Friday, May 04, 2007

International Herald Tribune Editorial - A Guantánamo exit strategy

International Herald Tribune Editorial - A Guantánamo exit strategy
Copyright by The International Herald Tribune
Published: May 3, 2007


The 5-year-old military prison at Guantánamo Bay, with its indefinite detention rules, lack of judicial review and insufficiently regulated interrogation techniques, is an ugly stain on America's tradition of respect for the rule of law and an endless propaganda bonanza for the country's enemies. Yet it is clear that despite the good advice of friendly foreign leaders, members of Congress and even his own cabinet, President George W. Bush has no intention of closing the facility unless Congress forces him to do so.

This week, Senator Dianne Feinstein, a California Democrat, introduced legislation aimed at doing just that. Her bill would shut down the prison and transfer the 385 or so people still held there to more conventional, and accountable, detention facilities, either for trial in the United States or repatriation to their home countries, with assurances that they would not be tortured or otherwise mistreated.

Feinstein's initiative is long overdue. It deserves passage by a bipartisan, veto-proof majority.

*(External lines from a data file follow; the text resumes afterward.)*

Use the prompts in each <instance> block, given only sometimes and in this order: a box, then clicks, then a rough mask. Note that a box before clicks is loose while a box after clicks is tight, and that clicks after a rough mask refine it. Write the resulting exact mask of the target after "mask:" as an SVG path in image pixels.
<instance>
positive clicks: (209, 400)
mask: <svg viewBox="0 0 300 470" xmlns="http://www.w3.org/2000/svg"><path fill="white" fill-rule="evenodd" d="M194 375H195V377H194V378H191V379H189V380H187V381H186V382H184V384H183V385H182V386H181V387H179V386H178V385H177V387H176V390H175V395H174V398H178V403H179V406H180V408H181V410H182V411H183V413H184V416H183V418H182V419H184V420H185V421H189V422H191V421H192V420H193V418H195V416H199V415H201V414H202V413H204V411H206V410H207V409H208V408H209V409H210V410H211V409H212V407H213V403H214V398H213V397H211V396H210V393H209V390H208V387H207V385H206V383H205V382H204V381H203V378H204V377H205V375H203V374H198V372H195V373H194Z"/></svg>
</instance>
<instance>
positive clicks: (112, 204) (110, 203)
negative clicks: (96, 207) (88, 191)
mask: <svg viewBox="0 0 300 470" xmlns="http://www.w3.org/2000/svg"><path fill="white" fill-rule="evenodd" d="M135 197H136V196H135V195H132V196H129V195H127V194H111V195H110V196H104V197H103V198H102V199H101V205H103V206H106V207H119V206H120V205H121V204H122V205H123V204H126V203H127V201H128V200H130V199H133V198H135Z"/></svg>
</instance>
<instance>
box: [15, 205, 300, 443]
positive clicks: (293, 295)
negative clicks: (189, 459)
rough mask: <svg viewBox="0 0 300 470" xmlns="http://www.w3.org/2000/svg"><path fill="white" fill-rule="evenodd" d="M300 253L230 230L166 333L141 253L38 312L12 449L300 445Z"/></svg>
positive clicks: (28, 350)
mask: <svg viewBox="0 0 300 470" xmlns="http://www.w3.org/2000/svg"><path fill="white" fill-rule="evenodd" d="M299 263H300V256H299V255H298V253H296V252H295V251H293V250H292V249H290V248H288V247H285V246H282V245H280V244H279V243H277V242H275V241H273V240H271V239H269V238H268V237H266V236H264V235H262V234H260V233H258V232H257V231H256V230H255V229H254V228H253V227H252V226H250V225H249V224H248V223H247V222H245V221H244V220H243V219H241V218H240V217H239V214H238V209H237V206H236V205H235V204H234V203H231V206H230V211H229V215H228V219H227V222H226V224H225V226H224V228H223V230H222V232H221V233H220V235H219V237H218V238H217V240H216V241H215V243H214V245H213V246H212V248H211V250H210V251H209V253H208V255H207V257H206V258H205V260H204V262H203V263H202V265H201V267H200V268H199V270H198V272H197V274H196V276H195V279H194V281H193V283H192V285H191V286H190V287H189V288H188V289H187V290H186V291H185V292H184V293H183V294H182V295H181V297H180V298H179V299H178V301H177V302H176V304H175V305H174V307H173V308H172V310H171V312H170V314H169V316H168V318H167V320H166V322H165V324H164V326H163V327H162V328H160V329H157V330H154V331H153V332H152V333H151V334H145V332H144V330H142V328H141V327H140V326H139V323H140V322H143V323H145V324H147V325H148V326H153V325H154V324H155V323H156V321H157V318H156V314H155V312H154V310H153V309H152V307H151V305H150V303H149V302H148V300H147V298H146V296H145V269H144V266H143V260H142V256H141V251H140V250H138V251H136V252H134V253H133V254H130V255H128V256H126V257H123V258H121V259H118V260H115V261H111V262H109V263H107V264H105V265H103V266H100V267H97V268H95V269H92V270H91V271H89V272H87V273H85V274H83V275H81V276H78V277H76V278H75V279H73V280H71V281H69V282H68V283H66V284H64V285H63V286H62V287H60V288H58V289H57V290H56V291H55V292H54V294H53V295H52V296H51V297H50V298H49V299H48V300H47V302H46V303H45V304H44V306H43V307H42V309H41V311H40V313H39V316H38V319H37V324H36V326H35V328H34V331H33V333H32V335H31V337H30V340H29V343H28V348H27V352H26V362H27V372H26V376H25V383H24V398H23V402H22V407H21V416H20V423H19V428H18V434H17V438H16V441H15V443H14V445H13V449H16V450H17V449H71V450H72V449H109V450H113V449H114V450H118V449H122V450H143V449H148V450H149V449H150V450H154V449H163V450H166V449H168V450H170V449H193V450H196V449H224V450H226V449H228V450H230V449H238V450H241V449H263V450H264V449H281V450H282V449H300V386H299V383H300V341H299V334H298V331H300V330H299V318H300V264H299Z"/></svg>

Previous congressional efforts on Guantánamo, like the Detainee Treatment Act of 2005 and the Military Commissions Act of 2006, only made matters worse by limiting judicial review and retrospectively legalizing lawless executive branch behavior. By contrast, the Feinstein bill strikes at the heart of the problem. It would begin moving most of the detainees back into the time-tested procedures of the normal American legal system.

Many of those held at Guantánamo may not be dangerous terrorists at all, but people scooped up on the battlefields of Afghanistan and elsewhere to be sorted out later. Most have been jailed ever since.

The only way to determine who should continue to be held and who should not is through genuine trials, not dubious military commission proceedings, which produce implausibly wide-ranging confessions or plea deals.

It is hard to see how such results serve justice or the urgent need to identify and root out currently operating terrorist cells.